Law360 (November 4, 2024, 10:27 PM EST) –The U.S. Supreme Court on Monday vacated a Second Circuit decision denying a Chinese national’s appeal of an immigration judge’s removal order, citing its recent Loper Bright decision overturning decades-old precedent instructing judges about when they could defer to federal agencies’ interpretations of law in rulemaking.

The high court granted the petition lodged by Kwok Sum Wong and remanded his case for further proceedings in light of its June ruling inLoper Bright Enterprises v. Raimondo , according to an entry on the case docket. The justices’ opinion wasn’t immediately available Monday.

In its Loper Bright decision, the Supreme Court axed the longstanding Chevron doctrine, which permitted courts to defer to a federal agency’s reasonable interpretation of a law when the statute is ambiguous.

Wong’s case centers on circumstances under which a proceeding not denominated as “criminal” under the laws of the jurisdiction where it occurred can nonetheless result in a “conviction” within the meaning of the Immigration and Nationality Act. Wong had argued that a disorderly persons offense he pled guilty to doesn’t constitute a conviction under the law, however, that argument was rejected by the Board of Immigration Appeals as well as by the Second Circuit.

According to the underlying BIA decision, Wong is a Hong Kong native who became a lawful permanent resident of the United States in 1979. Decades later, in 2005, he pled guilty to the disorderly persons offense of theft by deception. A year later, he was also convicted of forgery. The U.S. Department of Homeland Security then charged him with removability under the Immigration and Nationality Act “as a noncitizen who has been convicted of two or more crimes involving moral turpitude not arising out of a single scheme of criminal misconduct,” per the decision.

An immigration judge found Wong removable in February 2012. The case made its way to the Second Circuit twice, with a panel most recently remanding the proceedings in part because it was “uncertain whether and why a New Jersey disorderly persons offense satisfied the definition of ‘conviction’” under immigration law, according to the BIA.
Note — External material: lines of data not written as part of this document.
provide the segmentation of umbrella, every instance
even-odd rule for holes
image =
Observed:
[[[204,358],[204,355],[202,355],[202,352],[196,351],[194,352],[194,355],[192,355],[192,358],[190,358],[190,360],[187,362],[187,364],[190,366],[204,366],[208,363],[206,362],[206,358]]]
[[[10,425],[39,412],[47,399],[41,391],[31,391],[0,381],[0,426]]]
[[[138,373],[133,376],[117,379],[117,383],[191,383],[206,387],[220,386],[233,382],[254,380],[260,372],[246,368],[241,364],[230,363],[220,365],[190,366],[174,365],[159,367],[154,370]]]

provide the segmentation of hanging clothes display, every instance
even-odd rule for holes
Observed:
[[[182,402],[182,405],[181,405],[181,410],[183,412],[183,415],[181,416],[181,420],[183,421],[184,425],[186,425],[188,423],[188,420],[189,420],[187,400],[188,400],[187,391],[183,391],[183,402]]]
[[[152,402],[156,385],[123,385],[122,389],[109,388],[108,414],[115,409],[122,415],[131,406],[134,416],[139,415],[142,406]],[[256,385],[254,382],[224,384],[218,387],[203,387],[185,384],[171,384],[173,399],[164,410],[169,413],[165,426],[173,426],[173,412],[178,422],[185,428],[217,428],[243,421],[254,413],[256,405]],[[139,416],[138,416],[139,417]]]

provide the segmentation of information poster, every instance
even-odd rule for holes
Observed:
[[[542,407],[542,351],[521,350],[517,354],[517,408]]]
On remand, the BIA again found that the disorderly persons offense under New Jersey law constitutes a “conviction.” Specifically, it said that the term “conviction” is defined as a “formal judgment of guilt … entered by a court.”

“The respondent does not dispute that he was found guilty, nor does he dispute that the New Jersey Superior Court is a ‘court’ within the meaning of section 101(a)(48)(A)” of the Immigration and Nationality Act, the BIA said at the time.

Rather, Wong argued that the disorderly conduct offense wasn’t a conviction under the immigration law because “defendants in New Jersey disorderly conduct proceedings are not entitled to an indictment by grand jury or to a jury trial,” per the decision. He also argued that New Jersey disorderly conduct offenses do not give rise to any legal disability or disadvantage, nor are they considered “crimes” under state law.

The BIA rejected all of his arguments, finding that how the state defines or labels an offense may be useful but isn’t dispositive.

“Instead, the analysis should focus on whether the judgment exposes the accused to criminal penalties and whether the procedure used to arrive at that judgment conforms to the minimum constitutional requirements for criminal prosecutions,” the BIA said.

New Jersey provides all the constitutionally mandated rights of criminal procedure in prosecutions of disorderly persons offenses, the BIA said. Thus, convictions for those offenses are indeed convictions as defined by the Immigration and Nationality Act, according to the decision.

The government and counsel for Wong didn’t immediately respond to requests for comment late Monday.

Wong is represented by Benjamin Hayes of Goodwin Procter LLP.

The government is represented by Imran R. Zaidi of the U.S. Department of Justice’s Civil Division.

The case is Kwok Sum Wong v. Merrick B. Garland, case number 24-92, in the U.S. Supreme Court.